Slowly, respectfully, safely. Because the body is storing the trauma and the pain, putting it on ice till you feel strong safe enough to bear it, to begin to thaw, to begin to feel what got frozen in time, what may have kept you back at that developmental stage of your life. Some bright, otherwise successful adults have an emotional six-year old inside, who can’t get along in relationships for instance. From a Jungian perspective, these are inner figures who are living at different levels of development inside, where development got stuck, frozen, or wounded. They also appear in our dreams as children or wounded souls, so working with dreams or dream figures in the body is one way to work with that.

 

Would you consider the body to be a more reliable, authentic witness than the brain?

We need integration between the brain, the heart, and the gut – each has their own wisdom. That said, most psychotherapists privilege words or talk therapy. The body has been the stepchild for a very long time, and work in the body has been marginalized. More recently therapists have been trying to bring the body in to the therapeutic space. With the evolution of neuroscience, attachment theory, trauma work and other Somatic practices people have come realize that our feelings are stored in the body and that integrating embodied elements in psychotherapy can be profoundly integrative and healing.

 

What about reading – is reading simply escape, or can it be an embodied experience?

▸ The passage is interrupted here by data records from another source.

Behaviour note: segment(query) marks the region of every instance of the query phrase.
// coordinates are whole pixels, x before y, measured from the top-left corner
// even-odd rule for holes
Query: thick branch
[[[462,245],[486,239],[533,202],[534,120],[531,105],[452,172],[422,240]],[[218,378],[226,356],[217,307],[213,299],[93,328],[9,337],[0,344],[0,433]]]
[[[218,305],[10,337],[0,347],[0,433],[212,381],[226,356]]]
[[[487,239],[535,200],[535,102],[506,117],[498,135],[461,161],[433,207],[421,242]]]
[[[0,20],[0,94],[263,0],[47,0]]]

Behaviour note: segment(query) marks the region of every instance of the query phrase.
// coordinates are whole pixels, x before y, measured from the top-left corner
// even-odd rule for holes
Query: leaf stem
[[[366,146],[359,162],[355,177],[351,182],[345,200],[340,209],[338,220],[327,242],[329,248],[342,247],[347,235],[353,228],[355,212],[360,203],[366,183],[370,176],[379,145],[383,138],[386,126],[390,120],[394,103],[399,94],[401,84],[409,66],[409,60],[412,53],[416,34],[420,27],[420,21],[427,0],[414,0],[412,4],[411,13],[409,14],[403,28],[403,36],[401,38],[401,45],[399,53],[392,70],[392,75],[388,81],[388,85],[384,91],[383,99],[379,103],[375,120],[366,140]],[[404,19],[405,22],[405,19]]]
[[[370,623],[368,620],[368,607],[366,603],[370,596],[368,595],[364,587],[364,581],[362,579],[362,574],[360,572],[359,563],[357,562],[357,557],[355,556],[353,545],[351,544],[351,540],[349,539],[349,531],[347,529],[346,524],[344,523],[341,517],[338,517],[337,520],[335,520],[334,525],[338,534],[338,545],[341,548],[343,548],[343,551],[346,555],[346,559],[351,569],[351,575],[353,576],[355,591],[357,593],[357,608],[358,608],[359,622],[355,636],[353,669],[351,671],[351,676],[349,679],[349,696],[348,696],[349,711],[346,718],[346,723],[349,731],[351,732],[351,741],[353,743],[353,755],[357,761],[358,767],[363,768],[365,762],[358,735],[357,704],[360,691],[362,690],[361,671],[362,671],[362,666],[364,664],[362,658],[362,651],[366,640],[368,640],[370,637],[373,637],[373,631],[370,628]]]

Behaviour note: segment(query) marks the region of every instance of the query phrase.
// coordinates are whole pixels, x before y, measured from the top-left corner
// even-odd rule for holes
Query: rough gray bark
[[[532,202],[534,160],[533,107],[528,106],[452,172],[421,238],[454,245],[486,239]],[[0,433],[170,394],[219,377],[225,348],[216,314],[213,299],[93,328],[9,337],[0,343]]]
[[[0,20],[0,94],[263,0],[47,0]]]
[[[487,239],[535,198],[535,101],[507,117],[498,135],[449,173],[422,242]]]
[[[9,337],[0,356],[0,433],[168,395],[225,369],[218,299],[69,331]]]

We learn so much from other people’s lives and stories, what they felt and went through, and how they handled it. Part of what saved my life as a child was reading myths and fairytales. These include the archetypal characters, but I believe that the great writers of today hit the archetypal dimension all the time. So yes, there is an element of escape, but also nourishment of body to body, mind to mind, life to life.

 

Why are we nicer after yoga?

Yoga helps open up the breath and unite the whole body. It helps titrate the nervous system. From the perspective of trauma therapy and neuroscience, when we’re worked up and anxious that state can keep accelerating. But if we do something intentionally to change our state, to get more grounded – like yoga which regulates and balances the sympathetic and parasympathetic nervous systems – we have some resources to take back to our stress. We’re more dropped in to our bellies, more feet on the earth, more connected to the environment.

 

I believe Jung did yoga not only for his physical well-being, but to calm himself down after his break with Freud. To get more grounded and emotionally regulated, and to help him process the upwelling of spontaneous energies and images he was experiencing.  Yoga provided a developmental system of the evolution of higher consciousness that he felt was necessary for the further development of Western psychology.  A profoundly integrative body/mind/spirit practice, it also enriched his understanding of the individuation process.  Yoga deepens the breath and circulates chi/life energy throughout the body.  It helps our mood, opens our consciousness, and offers a pathway to sensing our spiritual home in the body.  And as you said, it makes us nicer!

 

Why does a walk in Nature do us so much good? What’s actually going on?

You’re finding a resonance between your body and the planetary body. It’s attunement, like a violin, to the spirit in Nature. When you take your forest bath in the woods, I’m imagining your breath becomes more attuned, your feet are on the good earth, your body on the earth’s body. You’re opening up to fuller oxygenation with the breath of the planet. This also helps open up the cellular intelligence of the body, and gives us more access to the creative imagination – to the breath, to vitality, to the intelligence in the cells. And that’s when we start to create. That’s the next step in Jung’s “active imagination” approach, the creative process.  I once heard that Marie-Louise Von Franz said she’d never known a problem that couldn’t be solved by a walk.

 

And I have I’ve never found a problem that couldn’t be solved by a tree. I love Tina’s understanding that we touch the DNA of the earth with every step in Nature. (I recently heard someone describe geology as the biography of the earth.) And that this was something she knew instinctively as a child, with her body, as she danced her stress away in Rumi’s field next door.